BOOSTEM, an acronym for Business, Opportunity, Outreach, Science, Technology and Entertainment for Middle School, is a program that inspires and encourages underserved females of Asian and Hispanic descent to combine the innovative skills of an entrepreneur with an appreciation of science and technology by incorporating all forms of entertainment, including music and games.

The purpose  of the program is to prepare young girls for future careers in the rapidly changing technological and global landscape as innovators in science and research and as corporate leaders.
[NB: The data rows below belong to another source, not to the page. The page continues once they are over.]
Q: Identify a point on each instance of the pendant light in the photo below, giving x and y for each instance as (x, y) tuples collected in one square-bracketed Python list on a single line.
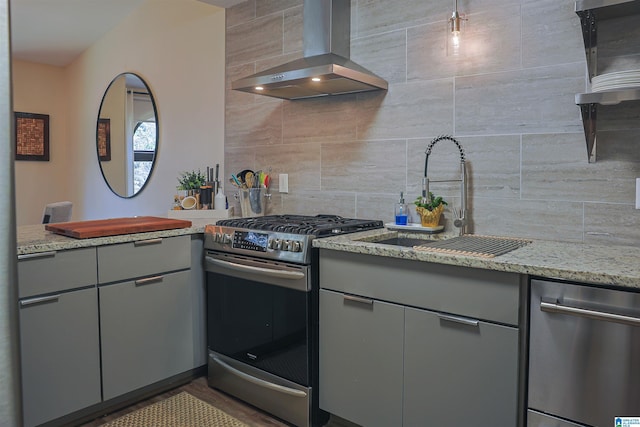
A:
[(455, 27)]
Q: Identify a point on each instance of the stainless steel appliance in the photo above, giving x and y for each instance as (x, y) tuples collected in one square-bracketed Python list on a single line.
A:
[(584, 354), (262, 310)]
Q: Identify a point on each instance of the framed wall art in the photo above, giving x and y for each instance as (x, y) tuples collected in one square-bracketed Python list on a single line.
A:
[(32, 136), (104, 139)]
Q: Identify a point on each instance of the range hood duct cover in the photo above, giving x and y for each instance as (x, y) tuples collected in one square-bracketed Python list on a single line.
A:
[(327, 33)]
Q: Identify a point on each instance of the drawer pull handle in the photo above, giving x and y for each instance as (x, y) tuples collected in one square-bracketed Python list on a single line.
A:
[(359, 300), (147, 242), (458, 319), (149, 280), (38, 255), (259, 381), (39, 300), (591, 314)]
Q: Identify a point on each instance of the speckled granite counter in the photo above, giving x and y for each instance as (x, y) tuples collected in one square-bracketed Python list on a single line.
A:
[(597, 264), (34, 238)]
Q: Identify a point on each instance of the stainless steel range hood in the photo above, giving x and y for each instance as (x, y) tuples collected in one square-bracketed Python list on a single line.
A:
[(325, 68)]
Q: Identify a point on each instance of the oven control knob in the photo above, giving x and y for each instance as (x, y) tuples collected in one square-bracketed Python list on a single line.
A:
[(276, 244)]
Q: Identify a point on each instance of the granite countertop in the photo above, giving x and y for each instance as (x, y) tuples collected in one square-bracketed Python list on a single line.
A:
[(586, 263), (34, 238)]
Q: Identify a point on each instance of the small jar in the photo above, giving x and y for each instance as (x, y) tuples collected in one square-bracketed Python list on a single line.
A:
[(402, 213)]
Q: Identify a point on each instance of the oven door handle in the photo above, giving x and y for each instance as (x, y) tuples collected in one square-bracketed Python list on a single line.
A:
[(280, 274), (261, 382)]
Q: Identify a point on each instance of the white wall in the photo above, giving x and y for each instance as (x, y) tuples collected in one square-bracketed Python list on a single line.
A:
[(177, 47), (41, 89)]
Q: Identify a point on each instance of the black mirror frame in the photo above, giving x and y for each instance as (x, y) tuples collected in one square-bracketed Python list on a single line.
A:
[(106, 128)]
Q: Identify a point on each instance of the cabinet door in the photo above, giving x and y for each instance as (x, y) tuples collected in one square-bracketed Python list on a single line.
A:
[(60, 354), (360, 348), (146, 332), (459, 372)]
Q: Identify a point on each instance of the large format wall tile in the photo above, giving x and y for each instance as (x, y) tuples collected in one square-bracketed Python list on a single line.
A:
[(254, 40), (292, 38), (611, 224), (509, 98), (533, 100), (407, 110), (320, 202), (364, 166), (308, 120), (257, 124), (384, 55), (551, 33), (275, 6), (490, 43), (554, 168), (380, 16)]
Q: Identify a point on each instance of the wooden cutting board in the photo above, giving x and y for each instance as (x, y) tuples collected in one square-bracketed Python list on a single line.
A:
[(115, 226)]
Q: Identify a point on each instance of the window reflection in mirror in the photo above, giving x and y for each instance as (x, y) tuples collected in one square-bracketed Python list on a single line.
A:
[(126, 135)]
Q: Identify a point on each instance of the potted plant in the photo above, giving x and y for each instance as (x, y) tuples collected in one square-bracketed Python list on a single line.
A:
[(191, 181), (430, 209)]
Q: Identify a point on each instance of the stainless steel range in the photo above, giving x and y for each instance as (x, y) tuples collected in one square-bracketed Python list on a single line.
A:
[(262, 310)]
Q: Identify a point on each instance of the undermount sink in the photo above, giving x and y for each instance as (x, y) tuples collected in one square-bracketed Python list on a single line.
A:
[(403, 241), (469, 244)]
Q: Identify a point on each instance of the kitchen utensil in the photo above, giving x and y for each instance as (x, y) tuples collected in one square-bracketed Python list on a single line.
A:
[(242, 174), (249, 179)]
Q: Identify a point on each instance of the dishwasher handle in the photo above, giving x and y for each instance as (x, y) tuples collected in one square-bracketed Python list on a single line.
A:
[(551, 307)]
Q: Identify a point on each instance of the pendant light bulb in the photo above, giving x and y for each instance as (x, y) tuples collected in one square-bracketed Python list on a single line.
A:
[(454, 32)]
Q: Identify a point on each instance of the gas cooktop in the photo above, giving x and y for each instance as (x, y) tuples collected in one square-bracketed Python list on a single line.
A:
[(318, 226), (280, 237)]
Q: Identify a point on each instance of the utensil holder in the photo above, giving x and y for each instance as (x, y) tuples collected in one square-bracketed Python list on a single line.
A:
[(252, 201)]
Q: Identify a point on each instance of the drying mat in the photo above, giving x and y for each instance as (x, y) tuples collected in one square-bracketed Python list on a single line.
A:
[(474, 245), (181, 410)]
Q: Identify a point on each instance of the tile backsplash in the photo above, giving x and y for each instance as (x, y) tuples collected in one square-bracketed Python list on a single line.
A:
[(508, 98)]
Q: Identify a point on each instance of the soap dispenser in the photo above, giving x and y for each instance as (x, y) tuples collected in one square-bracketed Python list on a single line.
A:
[(220, 200), (401, 211)]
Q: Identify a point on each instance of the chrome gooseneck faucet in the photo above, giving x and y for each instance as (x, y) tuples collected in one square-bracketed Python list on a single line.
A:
[(460, 216)]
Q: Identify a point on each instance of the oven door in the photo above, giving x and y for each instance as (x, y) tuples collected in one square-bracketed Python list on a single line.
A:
[(258, 313)]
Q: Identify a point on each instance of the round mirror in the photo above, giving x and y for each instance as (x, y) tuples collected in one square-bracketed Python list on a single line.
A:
[(127, 134)]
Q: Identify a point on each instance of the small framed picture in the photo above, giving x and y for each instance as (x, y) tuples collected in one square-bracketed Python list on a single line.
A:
[(104, 139), (32, 136)]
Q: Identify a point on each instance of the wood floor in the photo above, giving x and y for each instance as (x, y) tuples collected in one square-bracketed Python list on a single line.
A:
[(199, 388)]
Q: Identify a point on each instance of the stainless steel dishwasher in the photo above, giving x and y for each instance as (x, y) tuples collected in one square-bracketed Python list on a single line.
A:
[(584, 356)]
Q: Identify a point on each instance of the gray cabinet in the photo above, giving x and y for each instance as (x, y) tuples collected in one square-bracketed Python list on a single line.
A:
[(59, 334), (441, 341), (361, 359), (146, 321), (459, 371)]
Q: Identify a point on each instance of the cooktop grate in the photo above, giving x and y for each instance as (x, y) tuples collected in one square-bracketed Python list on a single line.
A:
[(319, 225)]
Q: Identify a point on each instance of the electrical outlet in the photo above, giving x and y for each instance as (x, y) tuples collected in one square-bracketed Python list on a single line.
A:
[(283, 183)]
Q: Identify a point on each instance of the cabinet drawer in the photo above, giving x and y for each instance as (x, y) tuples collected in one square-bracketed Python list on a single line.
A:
[(360, 353), (146, 257), (459, 372), (60, 354), (146, 332), (471, 292), (56, 271)]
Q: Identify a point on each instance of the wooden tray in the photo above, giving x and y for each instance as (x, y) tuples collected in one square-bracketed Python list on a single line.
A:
[(115, 226)]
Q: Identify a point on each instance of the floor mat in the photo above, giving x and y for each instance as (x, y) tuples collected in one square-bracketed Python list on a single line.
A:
[(181, 410)]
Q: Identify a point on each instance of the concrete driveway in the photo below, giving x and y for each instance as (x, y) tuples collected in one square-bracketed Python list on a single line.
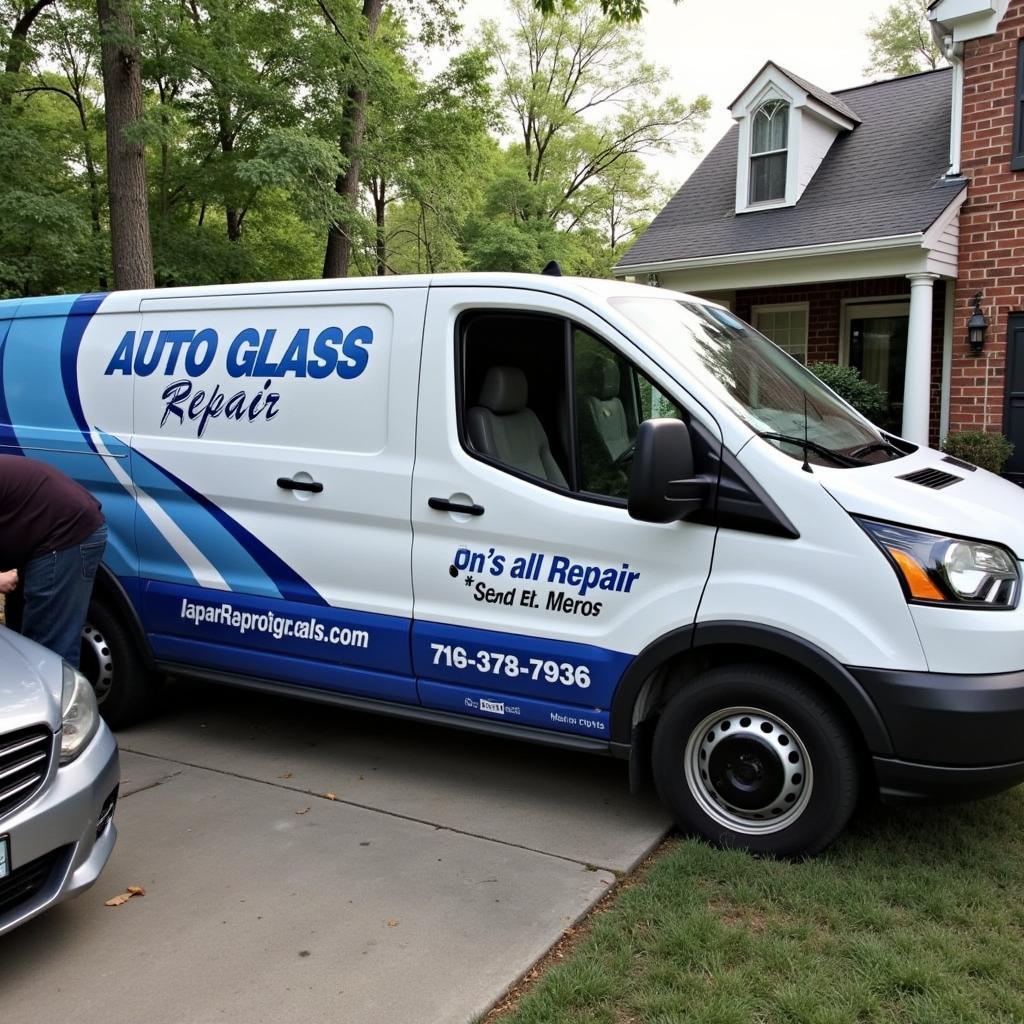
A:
[(444, 866)]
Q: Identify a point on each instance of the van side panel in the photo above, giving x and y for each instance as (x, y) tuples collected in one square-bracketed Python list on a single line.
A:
[(40, 354), (238, 399)]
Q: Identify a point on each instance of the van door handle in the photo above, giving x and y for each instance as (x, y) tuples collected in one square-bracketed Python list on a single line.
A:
[(443, 505), (289, 484)]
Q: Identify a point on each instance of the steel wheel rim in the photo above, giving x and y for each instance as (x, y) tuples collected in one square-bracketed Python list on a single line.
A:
[(749, 770), (97, 665)]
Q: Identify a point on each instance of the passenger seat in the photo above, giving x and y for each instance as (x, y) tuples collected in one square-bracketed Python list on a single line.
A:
[(501, 426), (602, 407)]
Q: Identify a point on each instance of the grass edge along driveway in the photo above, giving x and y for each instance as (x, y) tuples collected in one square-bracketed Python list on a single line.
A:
[(915, 914)]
Asian and Hispanic females are the smallest ethnic groups entering the STEM college track, yet have the highest rates of completion. When Title IX took effect in 1972, only 2 percent of major CEO positions were held by females.  Forty-two years later, that figure is only 3.8 percent. Less than 2 percent are held by Asian and Hispanic females.

Worldwide, approximately 1,000 children under 15 years old are infected every day with AIDS. An estimated 270 000 children die each year from an HIV-related cause. Owing to expanded access to combinations of antiretroviral therapy, the rate of new infections in African children has decreased. However, in parts of Asia it is alarmingly on the rise. Young people between the ages of 15 and 24 account for 45 of all new HIV infections, and with globalization, according to health experts, it will grow worse, with some scientists predicting a pandemic of alarming proportions.

The AIDS epidemic already has claimed twice the lives lost during the last major global pandemic – the influenza epidemic of 1919. Complicating the problem is the ostracizing of young females by family, religion and society.

Renoo’s Ranch is a place where, after treatment, teenage females can go to reclaim their lives and rebuild their hopes and dreams through programs that include followup treatment, education and job training. And where they will not be judged for their mistakes.